The second documentary to wow me was Frederick Wiseman’s Boxing Gym, now playing in US theaters. Wiseman is as much a film artist as any fiction filmmaker, and is often (rightly) held up as such alongside many a fellow documentarian (Chris Marker and the Maysles bros, for instance), especially for his no talking heads, no descriptive onscreen captions and, ultimately, no fuss approach. As ever, his mastery of the form is present and apparent. The titular gym in Austin, Texas is the focus of Wiseman’s elegant and measured gaze: its owner Richard Lord and various members – including lawyers, students, young mothers, doctors, soldiers – train, chat and generally box happily away whenever their often busy lives permit. All the while Wiseman, with his signature visual dexterity, acutely captures key moments and exchanges which reach far beyond the activity at hand to reveal insights into contemporary America. The sounds and aural rhytms of the gym are particularly notable: the noise of fast punches to speed bags, the constant buzz from the training timer chart, the white noise of friendly banter in the background. It’s a visually splendid film, too: light falling on the gym floor, frenetic, dance-like close-ups of nimble-footed boxers and still shots of the city in bright daylight all display Wiseman’s skill with crisp composition. But the telling snapshots of individual gym members resonate most. I was interested in each person’s history, the fleeting ins and outs of their lives, and could’ve happily spent many more hours with them at Lord's gym. Wiseman gets every aspect spot on. A

Boxing Gym

Finally, Sofia Coppola’s new film Somewhere was, at once, a pleasant surprise and a film seemingly set on autopilot. It’s lovely to look at but it feels rather too much like happy stasis. The first half hour is largely a series of beautifully photographed scenes simply woven together, featuring a strung-out Hollywood actor played by Stephen Dorff frittering his time away lounging with pole dancers and film world flakes in between routine appointments. That’s all well and good until he has to take charge of his estranged daughter (Elle Fanning) and attempt to emotionally re-engage with his real self.

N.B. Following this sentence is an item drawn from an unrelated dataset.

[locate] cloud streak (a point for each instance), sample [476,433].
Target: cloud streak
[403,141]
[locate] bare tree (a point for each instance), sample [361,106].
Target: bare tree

Dazed, cool-around-the-edges drifters are common currency for Coppola, and the film doesnt tread anywhere fresh. It’s fairly easy to predict where Somewhere will end up. The film meanders nicely enough – Sofia does love those lazy days – but it loses some of its early finesse on later scenes which don’t go anywhere or say anything particularly interesting. Coppola is obviously criticising the Hollywood machine here, but she’s also clearly enamoured with it. Is she maybe too close to really have something coruscating to say. She’s a direct product of it, which makes several of her soft attacks come off as slightly too precious. It’s not ivanssxtc (though I’m actually quite glad about that), but it does effectively pinpoint some of the less glamorous actorish tasks with effective wit and clarity. (An 'old-man make-up' test sitting is both deliberately dull and languorously creepy, and my favourite moment in the whole film – it subtly speaks volumes about the sometimes tedious nature of stardom in one acute slow zoom.)

Somewhere

Somewhere has the most relaxed, laid back atmosphere of any film I’ve seen in 2010 so far, save for perhaps Greenberg, and is a refreshing and escapist diversion for a globe still in economic crisis (though is an indulgent tale about a privileged, self-examining A-lister quite what the world desperately needs right now?). Dorff and Fanning are very good and Harris Savides’ photography (more L.A. kinship with Greenberg) is some of the year’s best. But, to be honest, Coppola is coasting, however blissful the ride. C-

My personal top five from the LFF were: 1. Boxing Gym, 2. A Screaming Man, 3. Journey's End, 4. Submarino, 5. Our Life

Senin, 25 Oktober 2010

LFF 2010: Northern Lights, Black Swans

Dave from Victim of the Time, reporting from the 54th BFI London Film Festival.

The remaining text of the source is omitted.